The Pickwickian vehicle has been making strange noises of late. Let us qualify that statement: stranger than usual, and not meant in a figurative sense as an attempt to convey the sound of at least four different songs in six keys. It is indeed the actual car making the noises, not the children. Mrs Pickwick is not a fan of strange noises. She may or may not have once, early in her babysitting career, evacuated the premises and called the fire department when she accidentally turned on the fan to the microwave. In any case, cars are larger and more terrifying than even the most industrial of microwaves and their strange noises are correspondingly larger and even more terrifying. However Fr Pickwick had assured her that he heard the noise, knew what the noise was, and also knew that it was quite safe to drive it to the grocery store. The name of the noise-making problem escaped Mrs P immediately after she heard it and went to join the explanations about how pistons work and the location of one’s soft palate.
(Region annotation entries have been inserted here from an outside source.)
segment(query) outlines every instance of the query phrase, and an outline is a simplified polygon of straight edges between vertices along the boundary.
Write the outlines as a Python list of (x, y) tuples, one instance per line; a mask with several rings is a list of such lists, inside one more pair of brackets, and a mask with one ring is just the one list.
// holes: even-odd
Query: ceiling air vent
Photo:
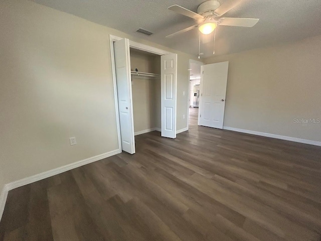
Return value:
[(138, 30), (136, 32), (142, 34), (144, 34), (145, 35), (147, 35), (147, 36), (151, 35), (153, 33), (148, 31), (148, 30), (146, 30), (145, 29), (142, 29), (141, 28), (139, 28)]

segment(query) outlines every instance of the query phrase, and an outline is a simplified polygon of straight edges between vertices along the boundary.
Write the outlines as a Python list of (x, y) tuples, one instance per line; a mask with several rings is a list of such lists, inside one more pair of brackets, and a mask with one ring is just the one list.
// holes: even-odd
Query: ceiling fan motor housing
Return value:
[(204, 17), (213, 14), (216, 9), (220, 7), (220, 3), (216, 0), (210, 0), (200, 5), (197, 8), (197, 13)]

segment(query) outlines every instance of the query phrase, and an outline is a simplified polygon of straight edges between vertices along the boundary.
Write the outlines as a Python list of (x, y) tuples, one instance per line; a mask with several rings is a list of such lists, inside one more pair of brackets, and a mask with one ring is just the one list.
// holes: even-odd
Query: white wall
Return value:
[(208, 58), (229, 61), (224, 126), (321, 141), (321, 36)]
[(4, 183), (118, 148), (109, 34), (178, 54), (177, 127), (186, 127), (180, 93), (191, 56), (31, 2), (4, 0), (0, 9)]

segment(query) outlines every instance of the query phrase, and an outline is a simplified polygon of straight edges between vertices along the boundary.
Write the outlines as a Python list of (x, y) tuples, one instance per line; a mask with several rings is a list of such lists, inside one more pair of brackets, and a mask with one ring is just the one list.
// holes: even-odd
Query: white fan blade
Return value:
[(221, 16), (225, 13), (235, 8), (240, 4), (243, 0), (227, 0), (214, 11), (217, 16)]
[(189, 31), (190, 30), (192, 30), (192, 29), (195, 29), (198, 27), (199, 27), (198, 24), (197, 24), (196, 25), (193, 25), (193, 26), (191, 26), (186, 29), (182, 29), (182, 30), (177, 32), (176, 33), (174, 33), (174, 34), (170, 34), (170, 35), (168, 35), (167, 36), (166, 36), (166, 38), (172, 38), (172, 37), (176, 35), (177, 34), (180, 34), (183, 33), (185, 33), (186, 32)]
[(188, 9), (186, 9), (186, 8), (183, 8), (183, 7), (179, 6), (178, 5), (173, 5), (173, 6), (171, 6), (170, 8), (169, 8), (169, 9), (178, 14), (182, 14), (183, 15), (189, 17), (190, 18), (192, 18), (192, 19), (194, 19), (196, 20), (204, 19), (202, 15), (200, 15), (196, 13), (192, 12)]
[(247, 27), (251, 28), (259, 22), (259, 19), (242, 19), (239, 18), (222, 18), (219, 20), (220, 25), (225, 26)]

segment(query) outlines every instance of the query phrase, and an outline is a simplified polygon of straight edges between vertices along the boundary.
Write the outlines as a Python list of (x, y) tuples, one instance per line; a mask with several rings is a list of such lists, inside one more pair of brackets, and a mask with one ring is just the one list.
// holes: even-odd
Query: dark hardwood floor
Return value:
[(9, 192), (1, 240), (320, 240), (321, 148), (197, 125)]

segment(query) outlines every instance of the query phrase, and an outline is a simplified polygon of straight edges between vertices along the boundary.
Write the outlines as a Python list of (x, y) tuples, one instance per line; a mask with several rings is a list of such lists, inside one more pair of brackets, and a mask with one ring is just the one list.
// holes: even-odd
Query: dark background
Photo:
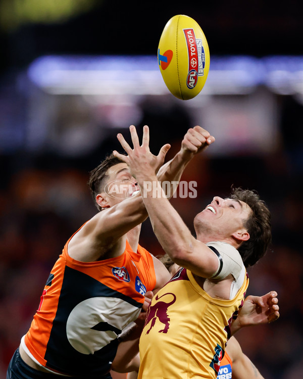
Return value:
[[(1, 7), (9, 4), (0, 0)], [(26, 89), (20, 90), (16, 78), (35, 59), (46, 55), (156, 56), (163, 27), (177, 14), (190, 16), (201, 26), (211, 56), (303, 53), (299, 2), (96, 1), (91, 6), (70, 18), (23, 22), (14, 28), (2, 19), (0, 125), (10, 112), (17, 112), (14, 119), (21, 123), (28, 117)], [(265, 377), (293, 379), (301, 375), (303, 363), (303, 112), (295, 97), (277, 95), (276, 100), (280, 139), (275, 150), (261, 156), (199, 158), (184, 176), (197, 181), (198, 198), (172, 201), (192, 230), (197, 212), (212, 196), (227, 195), (233, 183), (256, 189), (265, 200), (273, 214), (273, 244), (250, 270), (249, 293), (277, 291), (281, 317), (274, 324), (248, 328), (236, 337)], [(157, 130), (157, 137), (151, 136), (152, 151), (168, 141), (177, 149), (187, 127), (193, 126), (190, 117), (178, 108), (155, 110), (148, 100), (142, 106), (144, 116), (138, 128), (147, 124)], [(31, 154), (22, 144), (0, 150), (1, 378), (28, 328), (64, 244), (95, 212), (86, 185), (88, 172), (107, 153), (119, 149), (116, 133), (107, 134), (90, 154), (81, 157), (64, 157), (49, 151)], [(148, 221), (141, 235), (143, 246), (155, 255), (163, 253)]]

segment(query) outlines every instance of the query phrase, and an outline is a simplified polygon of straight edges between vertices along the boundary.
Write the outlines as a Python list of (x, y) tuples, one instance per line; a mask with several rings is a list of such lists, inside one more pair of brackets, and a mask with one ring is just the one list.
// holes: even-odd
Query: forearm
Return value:
[(112, 369), (117, 372), (127, 372), (134, 368), (130, 366), (131, 361), (139, 352), (139, 340), (142, 328), (135, 324), (122, 332)]
[(160, 168), (157, 175), (159, 181), (180, 181), (185, 167), (194, 156), (190, 152), (180, 150), (172, 159)]

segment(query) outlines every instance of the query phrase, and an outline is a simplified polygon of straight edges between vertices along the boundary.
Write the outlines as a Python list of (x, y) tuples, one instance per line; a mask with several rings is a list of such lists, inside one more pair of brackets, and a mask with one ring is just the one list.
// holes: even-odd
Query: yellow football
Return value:
[(158, 63), (168, 88), (178, 99), (194, 98), (210, 69), (210, 51), (202, 29), (188, 16), (178, 15), (165, 25), (158, 46)]

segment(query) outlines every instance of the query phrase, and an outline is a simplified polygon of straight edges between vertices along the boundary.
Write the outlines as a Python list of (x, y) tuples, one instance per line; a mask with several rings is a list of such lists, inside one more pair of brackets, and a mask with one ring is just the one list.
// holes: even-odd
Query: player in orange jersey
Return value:
[[(197, 214), (195, 238), (163, 193), (148, 141), (140, 146), (135, 132), (133, 149), (119, 137), (127, 156), (114, 154), (141, 188), (150, 189), (143, 198), (154, 231), (182, 267), (152, 300), (140, 339), (138, 377), (216, 378), (248, 287), (246, 267), (264, 255), (271, 240), (270, 213), (255, 193), (234, 188)], [(208, 140), (203, 136), (202, 144)]]
[[(213, 142), (208, 132), (200, 132), (208, 136), (206, 143), (201, 146), (199, 134), (190, 129), (179, 152), (164, 166), (169, 145), (153, 156), (160, 180), (178, 181), (197, 152), (193, 144), (200, 151)], [(140, 224), (148, 215), (127, 165), (110, 156), (91, 171), (89, 185), (102, 211), (67, 242), (11, 361), (8, 379), (110, 378), (118, 336), (140, 314), (146, 293), (156, 293), (169, 279), (163, 265), (138, 244)]]

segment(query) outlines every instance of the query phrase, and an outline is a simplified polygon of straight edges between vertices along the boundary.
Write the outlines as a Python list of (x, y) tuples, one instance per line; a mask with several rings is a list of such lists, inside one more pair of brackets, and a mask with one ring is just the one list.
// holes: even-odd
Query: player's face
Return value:
[(111, 206), (137, 195), (140, 187), (126, 163), (118, 163), (109, 169), (109, 179), (104, 192)]
[(244, 228), (243, 223), (251, 212), (250, 207), (242, 201), (216, 196), (211, 203), (195, 216), (195, 229), (197, 233), (207, 234), (211, 241), (228, 238)]

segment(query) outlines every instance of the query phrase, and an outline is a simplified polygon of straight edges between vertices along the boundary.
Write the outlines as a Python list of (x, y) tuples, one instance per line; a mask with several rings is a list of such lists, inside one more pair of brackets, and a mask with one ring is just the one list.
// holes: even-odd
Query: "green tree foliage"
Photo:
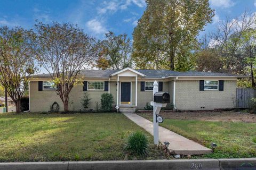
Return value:
[(68, 111), (69, 94), (81, 82), (80, 71), (98, 57), (95, 39), (68, 23), (35, 25), (34, 50), (38, 63), (51, 75)]
[(187, 71), (196, 36), (212, 21), (208, 0), (147, 0), (133, 33), (132, 58), (140, 69)]
[(31, 33), (19, 27), (0, 28), (0, 83), (13, 100), (17, 113), (20, 112), (21, 97), (28, 87), (27, 76), (35, 69), (30, 48)]
[(198, 71), (219, 72), (222, 68), (221, 60), (211, 49), (196, 52), (196, 70)]
[(112, 105), (114, 103), (114, 97), (111, 94), (104, 93), (101, 95), (100, 104), (101, 110), (105, 112), (110, 112), (112, 109)]
[[(227, 18), (196, 52), (196, 70), (250, 75), (238, 82), (240, 87), (255, 88), (256, 14), (245, 11), (239, 17)], [(250, 83), (247, 81), (249, 81)]]
[(116, 36), (109, 31), (106, 39), (100, 42), (101, 52), (97, 62), (97, 67), (105, 70), (123, 69), (132, 66), (131, 54), (132, 46), (127, 34)]
[(89, 94), (87, 92), (84, 92), (84, 96), (83, 96), (81, 100), (81, 104), (84, 107), (84, 110), (88, 108), (88, 105), (91, 99), (92, 99), (89, 97)]

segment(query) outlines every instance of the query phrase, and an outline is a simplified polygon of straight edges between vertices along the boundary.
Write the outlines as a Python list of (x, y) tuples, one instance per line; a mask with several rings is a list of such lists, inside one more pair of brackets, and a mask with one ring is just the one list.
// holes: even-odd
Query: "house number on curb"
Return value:
[(158, 123), (163, 123), (164, 122), (164, 118), (158, 115), (156, 115), (156, 121)]
[(191, 163), (190, 169), (201, 169), (203, 168), (202, 166), (202, 163), (196, 164), (196, 163)]

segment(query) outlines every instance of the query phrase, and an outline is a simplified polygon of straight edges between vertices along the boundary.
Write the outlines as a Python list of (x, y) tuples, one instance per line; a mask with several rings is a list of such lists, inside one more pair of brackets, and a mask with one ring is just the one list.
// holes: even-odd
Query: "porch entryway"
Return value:
[(131, 105), (131, 82), (122, 82), (121, 87), (121, 105)]

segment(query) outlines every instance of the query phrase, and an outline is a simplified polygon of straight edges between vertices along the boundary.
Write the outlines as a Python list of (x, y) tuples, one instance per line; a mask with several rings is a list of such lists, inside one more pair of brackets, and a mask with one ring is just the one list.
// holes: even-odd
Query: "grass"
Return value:
[[(151, 114), (140, 115), (152, 121)], [(214, 152), (203, 157), (256, 157), (256, 123), (166, 118), (160, 125), (208, 148), (216, 143)]]
[[(137, 130), (120, 114), (2, 114), (0, 162), (123, 160), (127, 137)], [(161, 154), (151, 148), (143, 158)]]

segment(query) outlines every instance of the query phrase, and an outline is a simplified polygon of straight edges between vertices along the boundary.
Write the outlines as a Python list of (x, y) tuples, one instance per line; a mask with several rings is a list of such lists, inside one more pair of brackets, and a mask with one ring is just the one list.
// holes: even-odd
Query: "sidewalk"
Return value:
[[(124, 115), (153, 135), (153, 123), (136, 114), (124, 113)], [(162, 143), (165, 141), (170, 142), (168, 149), (174, 150), (177, 154), (203, 155), (212, 152), (211, 149), (160, 126), (159, 140)]]

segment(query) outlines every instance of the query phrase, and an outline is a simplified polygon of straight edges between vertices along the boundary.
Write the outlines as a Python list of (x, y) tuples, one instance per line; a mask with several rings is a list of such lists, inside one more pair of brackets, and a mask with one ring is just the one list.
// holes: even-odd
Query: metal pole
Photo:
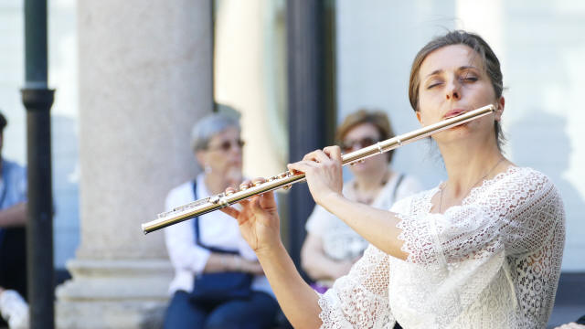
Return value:
[(27, 267), (30, 328), (54, 328), (50, 108), (47, 0), (25, 0), (25, 87), (28, 173)]

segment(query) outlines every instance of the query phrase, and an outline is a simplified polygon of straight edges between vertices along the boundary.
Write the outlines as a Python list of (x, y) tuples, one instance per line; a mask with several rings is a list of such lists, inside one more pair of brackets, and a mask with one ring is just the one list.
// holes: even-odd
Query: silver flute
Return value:
[[(456, 117), (449, 118), (412, 131), (399, 136), (378, 142), (367, 147), (351, 152), (342, 155), (343, 164), (351, 164), (363, 161), (370, 156), (381, 154), (399, 148), (406, 143), (415, 142), (433, 133), (442, 132), (444, 130), (463, 124), (472, 120), (481, 118), (495, 111), (495, 107), (492, 104), (482, 108), (466, 111)], [(201, 216), (224, 207), (236, 204), (241, 200), (251, 196), (273, 191), (279, 188), (289, 188), (294, 183), (304, 182), (306, 178), (303, 173), (292, 173), (286, 171), (284, 173), (273, 175), (265, 182), (255, 183), (252, 186), (243, 186), (239, 191), (232, 191), (231, 193), (221, 193), (217, 196), (205, 197), (186, 205), (177, 207), (170, 211), (158, 214), (156, 219), (142, 224), (144, 234), (150, 233), (168, 226), (180, 223), (197, 216)]]

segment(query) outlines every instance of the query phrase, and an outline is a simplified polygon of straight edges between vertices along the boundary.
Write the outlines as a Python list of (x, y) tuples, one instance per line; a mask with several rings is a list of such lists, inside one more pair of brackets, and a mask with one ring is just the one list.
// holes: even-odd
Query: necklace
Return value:
[(367, 193), (363, 191), (360, 192), (358, 189), (357, 181), (354, 181), (354, 193), (355, 193), (356, 201), (365, 205), (371, 205), (376, 199), (376, 197), (378, 196), (380, 189), (388, 183), (389, 175), (390, 175), (390, 173), (388, 171), (384, 173), (384, 175), (382, 176), (382, 181), (379, 183), (379, 186), (377, 186), (374, 188), (370, 188), (368, 191), (367, 191)]
[[(485, 177), (487, 177), (487, 175), (490, 175), (490, 174), (494, 171), (494, 169), (495, 169), (495, 168), (498, 166), (498, 164), (500, 164), (502, 163), (502, 161), (504, 161), (504, 160), (505, 160), (505, 158), (504, 158), (504, 157), (501, 157), (501, 158), (500, 158), (500, 160), (499, 160), (497, 163), (495, 163), (495, 165), (494, 165), (494, 166), (492, 167), (492, 169), (490, 169), (490, 170), (489, 170), (485, 175), (484, 175), (484, 176), (483, 176), (482, 178), (480, 178), (477, 182), (475, 182), (475, 184), (473, 184), (471, 187), (469, 187), (469, 190), (467, 191), (467, 193), (465, 194), (465, 196), (467, 196), (467, 195), (469, 194), (469, 192), (471, 192), (471, 191), (472, 191), (472, 189), (473, 189), (473, 187), (475, 187), (475, 186), (476, 186), (476, 185), (478, 185), (478, 184), (479, 184), (479, 182), (481, 182), (481, 181), (483, 181), (484, 179), (485, 179)], [(441, 210), (442, 210), (442, 209), (441, 209), (441, 207), (442, 207), (442, 193), (443, 193), (443, 191), (444, 191), (446, 188), (447, 188), (447, 183), (445, 183), (445, 186), (444, 186), (444, 187), (442, 187), (442, 188), (441, 189), (441, 199), (440, 199), (440, 201), (439, 201), (439, 213), (440, 213), (440, 214), (441, 213)], [(464, 197), (464, 196), (463, 196), (463, 197)]]

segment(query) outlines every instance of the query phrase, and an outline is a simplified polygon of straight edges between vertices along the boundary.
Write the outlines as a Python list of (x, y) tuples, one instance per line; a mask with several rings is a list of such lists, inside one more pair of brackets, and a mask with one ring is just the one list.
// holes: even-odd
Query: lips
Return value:
[(452, 118), (452, 117), (456, 117), (458, 115), (463, 114), (466, 111), (465, 111), (463, 109), (453, 109), (453, 110), (451, 110), (450, 111), (448, 111), (447, 113), (445, 113), (445, 115), (443, 115), (443, 119), (450, 119), (450, 118)]

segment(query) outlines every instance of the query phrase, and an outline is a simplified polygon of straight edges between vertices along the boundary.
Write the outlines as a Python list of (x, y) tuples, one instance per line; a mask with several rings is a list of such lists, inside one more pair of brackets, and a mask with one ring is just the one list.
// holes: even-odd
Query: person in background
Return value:
[(27, 169), (2, 156), (7, 123), (0, 113), (0, 287), (27, 296)]
[[(344, 154), (394, 137), (389, 120), (379, 111), (359, 110), (349, 114), (335, 133)], [(354, 178), (344, 184), (350, 200), (388, 210), (394, 202), (421, 190), (418, 180), (392, 169), (393, 151), (352, 164)], [(303, 270), (324, 292), (337, 278), (347, 274), (368, 242), (341, 219), (316, 205), (306, 223), (301, 251)]]
[[(191, 142), (195, 159), (204, 172), (169, 192), (167, 210), (218, 195), (229, 186), (237, 187), (242, 181), (244, 142), (237, 119), (224, 113), (206, 116), (195, 124)], [(165, 328), (272, 327), (278, 303), (232, 218), (219, 211), (202, 215), (166, 228), (165, 239), (176, 273)], [(205, 302), (196, 297), (206, 288), (197, 286), (197, 278), (223, 272), (252, 275), (251, 293)]]
[(0, 314), (11, 329), (28, 329), (28, 304), (14, 290), (0, 287)]
[(585, 315), (580, 317), (576, 322), (559, 325), (555, 329), (585, 329)]

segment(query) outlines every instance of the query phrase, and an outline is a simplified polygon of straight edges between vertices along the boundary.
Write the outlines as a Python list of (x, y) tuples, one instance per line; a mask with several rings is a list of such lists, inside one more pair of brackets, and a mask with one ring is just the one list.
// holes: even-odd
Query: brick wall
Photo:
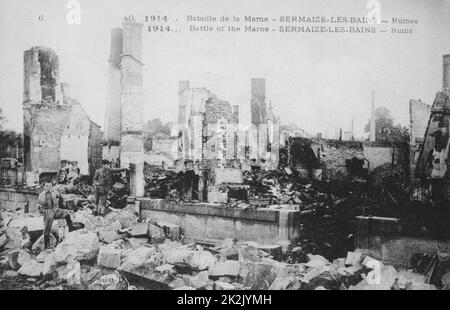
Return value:
[(409, 167), (411, 180), (414, 179), (416, 162), (419, 159), (420, 149), (423, 146), (425, 132), (427, 130), (428, 121), (430, 119), (430, 112), (430, 105), (420, 100), (409, 101)]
Upon backing out of the driveway, the car made the strange noise. Loudly. Mrs Pickwick bravely called up all her courage and continued backing, trusting in Fr P’s inner automobile mechanic. It was such a loud and dreadful noise!! She could not leave the driveway. In a panic, she called Fr Pickwick at work and begged him to explain about how the noise was not as imminently threatening as it sounded. Again, he assured her that the noise was merely the mgieinfeihtnieri rubbing against the routneoindht. Mrs Pickwick drove another ten feet and stopped. This was positively intolerable. It sounded precisely as if something had fallen off the car and was dragging along behind. She got out of the car to assess the situation herself. She was a little unsure about exactly what to assess. She had diagnosed a few car problems in the past but they were of a rather limited variety, such as: indeed, yes, I must have just hit that red pole because there is a large red mark on my blue car now or hmm, the whole car is missing so Fr P must have taken it to work today, or even my goodness I do believe that very large metal piece that looks like the logo of the muffler shop should not be on the ground under the car. Mrs P is gifted with an active imagination, however, and could picture several other possible issues she could identify easily by walking around the car. Alas, all the wheels appeared to be firmly attached and a tree had not fallen on the roof so both her imagination and prism of experience were quickly exhausted.
Then she reached the back of the car. Ever willing to expand her horizons, she added a new car diagnosis to her list of possibilities, and even went so far as to fix it herself, channeling her own hitherto unknown inner automobile mechanic.
Once Busy P’s tricycle was pried out from beneath the fender (is that the correct word for the place a tricycle would be stuck if one were to say, back over it and then drive 50 feet or so? If so, just add learned new vocabulary and incorporated it into conversation to Mrs P’s morning) and safely stowed in the garage, Mrs Pickwick set off to buy the groceries, singing loudly, and possibly off-key, over the strange noise that was not at all as horrible as dragging a small tricycle down the driveway by one’s undercarriage.
Laughed the ENTIRE TIME!!!! Brilliant!!!